Subject: Re: [xsl] Modern web site design with XML and XSLT
From: Rob Belics <rob_belics@xxxxxxxxxxx>
Date: Sun, 03 Jan 2010 08:37:08 -0600
On Sun, 2010-01-03 at 13:22 +0000, Philip Fearon wrote:
> One other simple workflow to consider (the one I currently use for my website):
> 
> 1. Design basic website in a WYSYWIG XHTML/CSS desktop-based web design tool
> 2. [Key difference] Still on the desktop, use a specialist XSLT (1.0
> or 2.0) based tool to automate repetetive transform tasks on your
> website pages that web design tools are (generally) ineffective at
> 3. Load XSLT modified website back into the web design tool, check the
> visual design aspects using its built-in preview tool
> 4. Use your preferred tool to upload your verified website onto your web server
> 5. Use server-side components to transform and cache, using XSLT,
> those parts of your website, that must be updated in real time
> 
> Benefits
> -----------
> 1. You can use XSLT 2.0 features
> 2. Faster loading web pages (as well as being customer-friendly, this
> may be important in future for Google page-ranking)

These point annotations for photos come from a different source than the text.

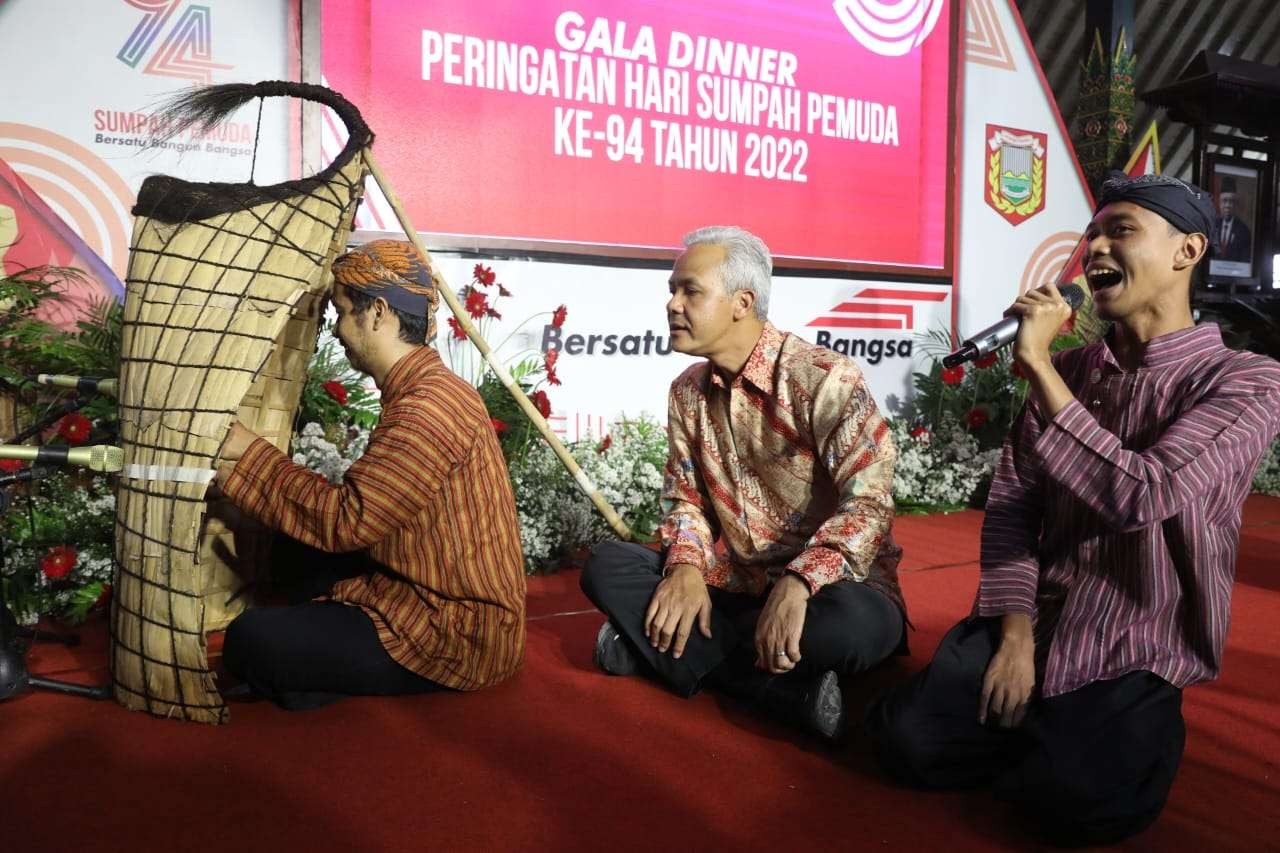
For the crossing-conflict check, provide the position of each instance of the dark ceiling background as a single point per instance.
(1169, 33)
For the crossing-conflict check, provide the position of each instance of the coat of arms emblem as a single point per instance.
(1015, 172)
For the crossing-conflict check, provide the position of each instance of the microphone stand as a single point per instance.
(14, 676)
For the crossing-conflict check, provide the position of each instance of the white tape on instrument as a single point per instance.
(168, 474)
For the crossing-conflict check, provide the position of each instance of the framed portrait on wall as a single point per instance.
(1237, 187)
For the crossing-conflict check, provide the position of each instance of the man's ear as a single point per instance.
(380, 310)
(1191, 250)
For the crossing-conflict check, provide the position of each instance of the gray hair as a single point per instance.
(746, 265)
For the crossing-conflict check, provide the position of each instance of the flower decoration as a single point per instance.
(549, 363)
(337, 391)
(58, 562)
(74, 428)
(542, 402)
(478, 304)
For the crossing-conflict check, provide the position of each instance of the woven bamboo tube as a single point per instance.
(220, 320)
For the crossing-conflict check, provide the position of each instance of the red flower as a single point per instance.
(542, 404)
(58, 562)
(337, 391)
(74, 428)
(549, 360)
(478, 304)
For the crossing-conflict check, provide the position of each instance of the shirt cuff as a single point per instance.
(684, 552)
(818, 566)
(1006, 591)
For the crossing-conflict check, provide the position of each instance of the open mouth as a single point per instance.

> 3. SEO friendly - Web bots process 'static' XHTML pages more effectively
> 3. A 'green' solution: Saves energy (at measurable levels for popular
> websites) because the transform is done just once for most of the
> website, rather than on each page load
> 4. Because the transform happens prior to uploading the site, you can
> easily check for coherence and verify the site visually
> 5. Depending on the tool, you can also generate and check
> PDF/OOXML/ODF/EPub copies of your website at stage 2
> 
Thank you for that. I was all set to give up on this after reading about
SEO issues. Since I code for ecommerce sites, SEO is important, of
course. It just hadn't occured to me that I could test for the search
engine bot and do the transformation on the server side for them and any
browser that can't do its own transformations. Rather obvious. I'm also
reading about Google getting more involved with XML but I can't see them
wanting to devote processor time for xslt. Perhaps they'll start taking
in XML as something other than plain data.

I was also getting discouraged with the lack of support in the browser
but I get the inkling XML support may get better as the years go on.